Writing

Metafiction in The Things They Carried

Here’s my take on Tim O’Brien’s book The Things They Carried:

 

When we look at Tim O’Brien’s book The Things They Carried, we delve into a very deeply thoughtful book about metafiction.

However sometimes we need to take a step back from analysis and think as if we were the writer. Tim O’Brien’s goal in the book was the question the difference between reality and fiction and to blur the line between these two concepts. He makes us question what actually happened, and what the point of each chapter in the book.

I agree that this book talks about the concept of the past and how memories are recorded. How there is no true past, and everyone isn’t exactly wrong. He demonstrates this by his repetition of the same story (yet never the same details) and by his complete lack of structure in respect to the time in which the stories occur. The stories jump between the time and point of view.

Then the question of what is true and what is not true gets asked. And the response is both true and not true. True because it cannot be proven false and false because it cannot be proven true. To assert that a portion of the story is true and then go on to assert that because of that portion of logic that another portion of the story is false is completely bogus.

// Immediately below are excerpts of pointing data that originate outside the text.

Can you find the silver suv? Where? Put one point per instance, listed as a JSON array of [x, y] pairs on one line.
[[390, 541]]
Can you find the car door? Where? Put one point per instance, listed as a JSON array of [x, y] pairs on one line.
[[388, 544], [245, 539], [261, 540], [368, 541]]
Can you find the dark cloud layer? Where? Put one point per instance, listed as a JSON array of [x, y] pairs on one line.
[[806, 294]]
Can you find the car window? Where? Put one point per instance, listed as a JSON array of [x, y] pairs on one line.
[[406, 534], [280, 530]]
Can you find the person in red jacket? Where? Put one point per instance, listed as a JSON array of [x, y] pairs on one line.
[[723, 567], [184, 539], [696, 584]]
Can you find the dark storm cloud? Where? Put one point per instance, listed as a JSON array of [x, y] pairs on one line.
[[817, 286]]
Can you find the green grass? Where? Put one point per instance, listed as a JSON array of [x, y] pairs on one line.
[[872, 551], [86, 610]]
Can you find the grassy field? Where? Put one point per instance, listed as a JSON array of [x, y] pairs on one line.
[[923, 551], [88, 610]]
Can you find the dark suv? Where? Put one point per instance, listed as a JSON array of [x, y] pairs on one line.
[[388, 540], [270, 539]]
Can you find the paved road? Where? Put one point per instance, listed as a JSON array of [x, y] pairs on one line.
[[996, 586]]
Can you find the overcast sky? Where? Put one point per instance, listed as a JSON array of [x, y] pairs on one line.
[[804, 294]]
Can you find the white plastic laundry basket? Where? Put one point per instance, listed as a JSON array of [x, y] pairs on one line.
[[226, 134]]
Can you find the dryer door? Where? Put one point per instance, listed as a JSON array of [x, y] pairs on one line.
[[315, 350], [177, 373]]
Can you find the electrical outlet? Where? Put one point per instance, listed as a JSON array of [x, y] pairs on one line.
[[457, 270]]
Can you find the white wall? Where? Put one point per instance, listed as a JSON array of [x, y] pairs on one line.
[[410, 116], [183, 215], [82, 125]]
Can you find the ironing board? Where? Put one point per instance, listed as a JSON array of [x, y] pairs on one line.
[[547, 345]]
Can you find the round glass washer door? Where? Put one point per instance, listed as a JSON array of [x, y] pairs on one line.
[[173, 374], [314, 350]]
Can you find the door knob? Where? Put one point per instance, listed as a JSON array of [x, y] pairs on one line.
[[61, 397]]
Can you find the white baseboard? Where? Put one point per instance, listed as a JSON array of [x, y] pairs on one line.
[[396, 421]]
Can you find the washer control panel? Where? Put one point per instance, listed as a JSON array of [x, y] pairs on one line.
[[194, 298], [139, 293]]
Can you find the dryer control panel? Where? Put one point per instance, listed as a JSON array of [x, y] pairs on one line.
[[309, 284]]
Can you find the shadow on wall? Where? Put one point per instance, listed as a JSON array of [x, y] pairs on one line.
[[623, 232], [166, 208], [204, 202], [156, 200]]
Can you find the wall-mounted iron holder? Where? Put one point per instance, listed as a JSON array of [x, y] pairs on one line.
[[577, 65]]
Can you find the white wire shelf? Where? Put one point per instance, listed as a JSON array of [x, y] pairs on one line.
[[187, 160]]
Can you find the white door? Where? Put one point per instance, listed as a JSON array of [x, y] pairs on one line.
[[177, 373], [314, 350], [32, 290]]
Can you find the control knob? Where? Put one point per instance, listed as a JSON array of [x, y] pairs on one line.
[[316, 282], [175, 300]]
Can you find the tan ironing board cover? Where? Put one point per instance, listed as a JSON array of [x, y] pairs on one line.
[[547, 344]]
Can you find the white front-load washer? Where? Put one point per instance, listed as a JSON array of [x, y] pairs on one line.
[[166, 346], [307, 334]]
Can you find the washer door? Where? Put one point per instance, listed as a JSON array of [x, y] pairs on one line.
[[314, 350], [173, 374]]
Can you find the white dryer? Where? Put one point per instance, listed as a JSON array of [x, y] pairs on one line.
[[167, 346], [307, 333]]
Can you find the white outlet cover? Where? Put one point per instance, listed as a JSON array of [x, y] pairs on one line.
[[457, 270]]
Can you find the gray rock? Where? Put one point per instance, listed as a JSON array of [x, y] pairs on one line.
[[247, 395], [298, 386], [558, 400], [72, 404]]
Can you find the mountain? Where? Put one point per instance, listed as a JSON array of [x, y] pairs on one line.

He makes us think of what history is. What the past is. What we are as people. History is an interesting being. To say The Things They Carried is completely fiction is to say that The Odyssey is merely a child’s tale. The fact that we can’t verify the truth, makes the point of truth pointless. We cannot say anything in the past happened, and vise-versa, we cannot say anything in the past didn’t happen.

Tim O’Brien has no motivation to tell whether the book is true or not. And so he doesn’t attempt to clarify. That is the beauty within this work of art. But even if O’Brien tried to answer, he can’t be correct. Memories get altered to a point that it is impossible to know whether something happened or not (There is a study on how recalling memories causes them to be altered).

In the end, whether or not the stories within the book are true, it doesn’t matter in the end. It is a fiction book is to make us experience a world outside of our own. It opens our mind and makes us wonder. And that’s what O’Brien does. Perfectly.